The regional court emphasised the natural course of affairs when a parent company as such exercises certain management functions for a subsidiary, i.e. advises it about its activities or decisions. Indirect costs have the character of administrative overhead connected with holding a share in a subsidiary, but also with other activities of the parent company. According to the regional court, indirect overhead costs include for instance a portion of costs associated with operating an accounting office, the director’s office, exercising the function of director or economist, telecommunications costs, and the costs of gathering and assessing information about the subsidiary’s performance and financial position. The judgement also provides a guideline to identify the direct costs of shareholding that are non-deductible as well. In the court’s opinion, apart from costs incurred directly in connection with holding a general meeting of a subsidiary, these also include costs of advisory and support provided to the subsidiary, unless these are rebilled to the subsidiary separately.
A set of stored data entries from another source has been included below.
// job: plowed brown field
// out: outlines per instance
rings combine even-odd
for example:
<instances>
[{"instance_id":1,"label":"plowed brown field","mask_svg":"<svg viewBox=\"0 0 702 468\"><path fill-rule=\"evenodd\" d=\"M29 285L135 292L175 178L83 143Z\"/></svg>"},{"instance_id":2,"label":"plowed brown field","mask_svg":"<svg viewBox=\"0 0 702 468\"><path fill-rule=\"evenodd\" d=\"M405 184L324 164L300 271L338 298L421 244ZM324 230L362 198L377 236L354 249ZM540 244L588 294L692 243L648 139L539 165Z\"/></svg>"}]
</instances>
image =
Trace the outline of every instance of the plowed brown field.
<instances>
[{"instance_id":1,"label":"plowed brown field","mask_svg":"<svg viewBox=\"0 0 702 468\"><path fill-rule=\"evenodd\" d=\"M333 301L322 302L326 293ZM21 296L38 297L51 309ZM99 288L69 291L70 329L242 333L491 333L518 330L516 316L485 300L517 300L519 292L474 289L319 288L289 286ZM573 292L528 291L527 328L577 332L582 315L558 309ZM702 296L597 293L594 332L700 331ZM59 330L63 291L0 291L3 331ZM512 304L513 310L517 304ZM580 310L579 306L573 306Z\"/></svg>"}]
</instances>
Costs connected with holding a share in a subsidiary are by their nature hard to quantify. The Income Tax Act therefore offers the option not to prove the actually incurred indirect costs, and instead apply the legal fiction that they equal 5% of the received dividend. Should this simplifying approach be too much of a tax burden for some parent companies, it is possible to prove the actual amount of indirect costs. In this case, however, the burden of proof is on the parent company. If it fails to sufficiently prove the actual indirect costs, the legal fiction shall apply. The judgement of the Regional Court in Brno thus reminds us that proper attention must be paid to calculating and supporting the indirect costs of holding a share in a subsidiary.